Similarly but the opposite is the bullish railway track pattern. When you see this in a downtrend or in an area of support, take note because the market may be heading up and this is your signal to
10: Spinning Top
Spinning tops can be continuation candlestick patterns or reversal candlestick patterns. Spinning tops have small bodies with upper and lower shadows that exceed the length of the body. Spinning tops signal indecision. A spinning top
is a single candlestick pattern and it can be both bullish or bearish.
Let me explain. If you see are bearish spinning top in a support area or in a
downtrend, this can be considered a bullish reversal signal when the high of that bearish spinning top is broken to the upside.
Similarly, a bullish spinning stop in a resistance level or in an uptrend can be considered a bearish signal as soon as the low is broken to the downside.
The example below shows what I mean:
Spinning tops are fairly short in length compared to other candlesticks and their body length is a few steps wider than that of doji candlesticks(which actually have none or very tiny bodies).
Another notable feature of spinning tops is that the wicks on both sides should be almost the same length.
When I see spinning tops form on support or resistance levels, all it tells me the bears and bulls do not really know where to push the market and so when a breakout of the low or high of a spinning top by the next candle that forms usually signals the move in that direction of breakout!
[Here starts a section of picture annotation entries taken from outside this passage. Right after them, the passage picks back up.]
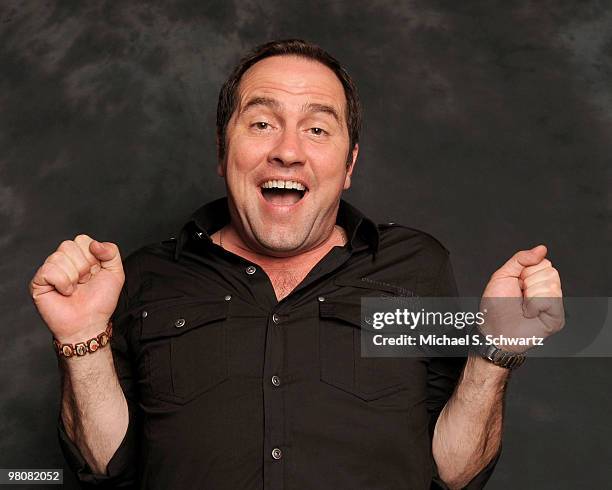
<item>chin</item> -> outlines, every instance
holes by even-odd
[[[272,252],[291,252],[302,244],[302,240],[297,239],[291,231],[276,230],[268,233],[255,233],[255,238],[260,247]]]

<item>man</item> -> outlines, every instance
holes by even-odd
[[[84,485],[484,485],[512,363],[360,355],[361,297],[456,295],[436,240],[341,200],[360,122],[329,54],[260,46],[219,97],[227,199],[123,265],[114,244],[79,235],[37,271],[63,375],[60,439]],[[559,297],[545,254],[518,252],[485,296]],[[561,328],[558,305],[534,308],[512,313]]]

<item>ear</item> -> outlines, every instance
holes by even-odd
[[[225,177],[225,159],[219,158],[219,134],[217,134],[217,175],[219,177]]]
[[[225,165],[221,161],[217,163],[217,175],[219,177],[225,177]]]
[[[351,187],[351,176],[353,175],[353,169],[355,168],[355,162],[357,161],[357,155],[359,154],[359,143],[355,143],[353,150],[351,151],[351,159],[346,163],[346,176],[344,177],[344,190]]]

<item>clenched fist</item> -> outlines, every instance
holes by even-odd
[[[82,342],[104,331],[124,279],[115,244],[78,235],[47,257],[30,282],[30,293],[56,339]]]
[[[506,341],[498,345],[502,350],[525,352],[563,328],[561,279],[546,253],[544,245],[517,252],[485,288],[481,330]]]

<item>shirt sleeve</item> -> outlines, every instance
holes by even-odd
[[[127,271],[126,271],[127,276]],[[138,433],[141,420],[137,402],[136,382],[131,363],[130,334],[134,317],[128,308],[127,280],[121,291],[117,308],[113,314],[113,335],[110,348],[113,362],[125,395],[129,412],[129,423],[123,441],[111,457],[106,474],[97,474],[89,467],[77,446],[70,440],[61,414],[58,417],[58,439],[68,467],[76,475],[81,488],[137,488]],[[88,354],[90,355],[90,354]],[[95,354],[91,354],[95,355]]]
[[[457,284],[448,254],[438,273],[435,295],[440,297],[458,296]],[[431,357],[429,359],[427,370],[427,410],[429,412],[429,434],[432,440],[438,417],[457,386],[465,362],[465,357]],[[493,474],[500,453],[501,446],[491,462],[464,488],[467,490],[483,488]],[[434,462],[434,478],[431,489],[439,490],[447,488],[446,484],[440,479]]]

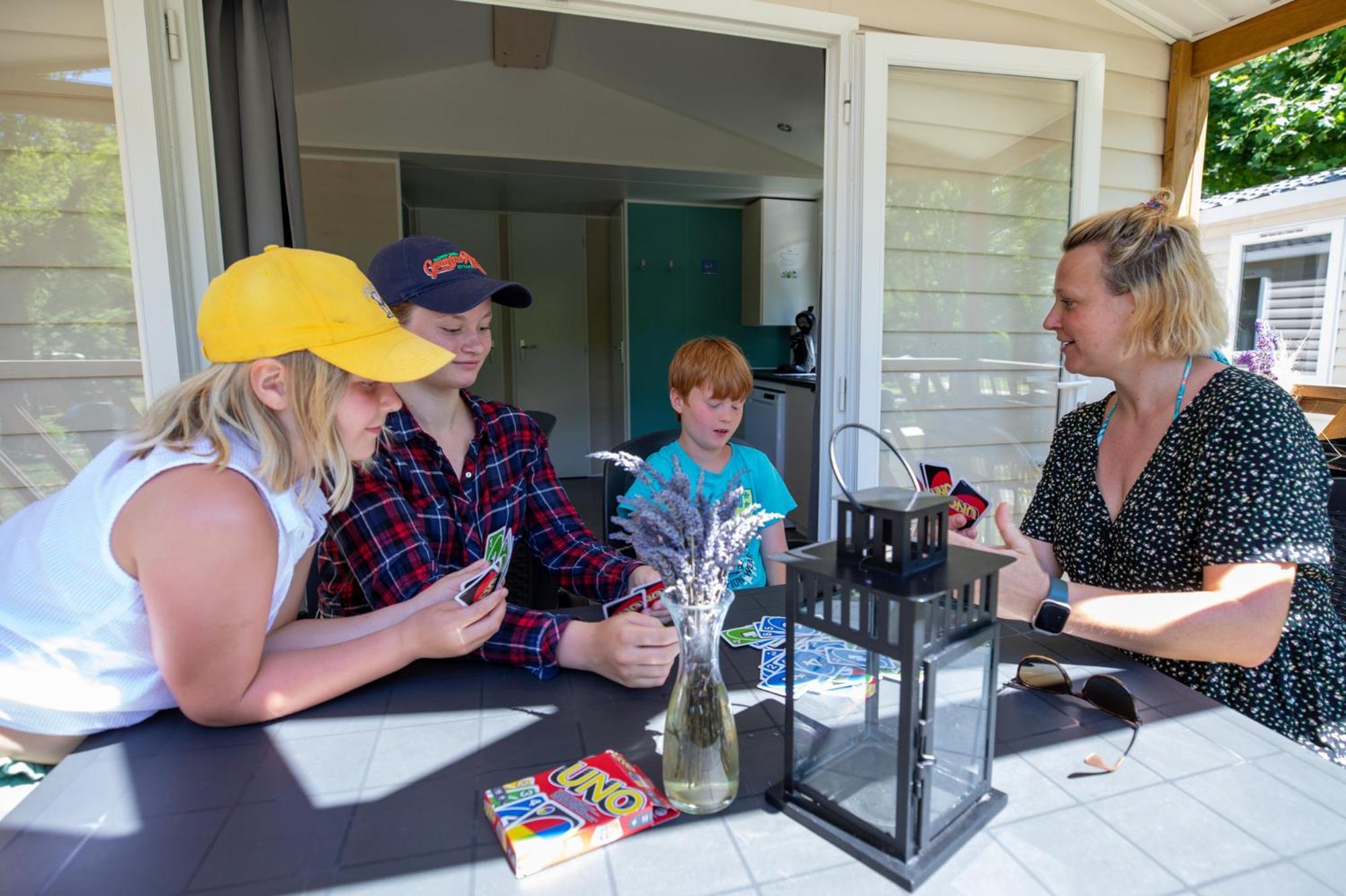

Blending Candlesticks-A Concept Every Trader Needs To Know
This is a technique where not many traders are aware of and I will just give you a simple example so you understand this concept better.
To give you a bit of context, if you are a forex trader and you are using the metrader4 trading platform, it got only 9 timeframes where your charts can be viewed in which are the 1m, 5min, 15m, 30min, 1hr, 4hr, daily, weekly & monthly timeframes as shown on the chart below:
You may see a hammer in the 1hr timeframe but remember that that 1hr timeframe has two-30minute candles to make 1 hr, right? Yes.
So what do you think the candlestick pattern would be in the two-30 minute candlesticks to give you a bullish hammer candlestick pattern in the 1hr timeframe? Or if you see a shooting start bearish candlestick in the 1hr timeframe, what do you think would be the candlestick pattern in the two-30minute candlesticks that gave that 1hr candlestick a shooting star?
Well, your answers are below:
ope you really understand this concept because here’s why:
In the metatrader4 trading platform, there’s no partner timeframe for 1minute…you need a 2minute chart which does not exist. Similarly, there’s no 10min chart which you can use to blend with the existing 5min timeframe. Similarly, there is no 2hr timeframe to go with the 4hr timeframe and no 8hr timeframe to go with the existing 4hr timeframe.
So let’s say you are a trader that loves to trade only hammers and shooting stars and you are waiting for buy at a major support line in the 1hr timeframe.
You’ve been waiting patiently for a bullish hammer candlestick pattern to form to give you the signal to buy. But unfortunately, no hammer forms in the 1hr timeframe and even though you see a bullish engulfing pattern formed, you did not enter a buy trade.
You just watched as price shoots up and you wished you could have bought at the bullish engulfing signal that was given but you are only interested in trading hammers.
Well, if there was a 2hr time frame in metrader4, you could have switched to it and seen a very bullish hammer and you could have taken the trade but because you did not understand the concept of blending candlesticks you missed a very good trade!!!
Here are few more examples:
Notice also that a piercing line pattern when blended forms a hammer.
A Dark cloud cover when blended also forms a shooting star.
Now you have a good understanding of candlestick patterns you may ask ‘Which candlestick pattern is most reliable?’. My response would be that you need to give yourself time to trade these patterns on demo and choose for yourself. You should also practice them across different timeframes so you can decide the timeframe for yourself. Backtesting also helps in this regard.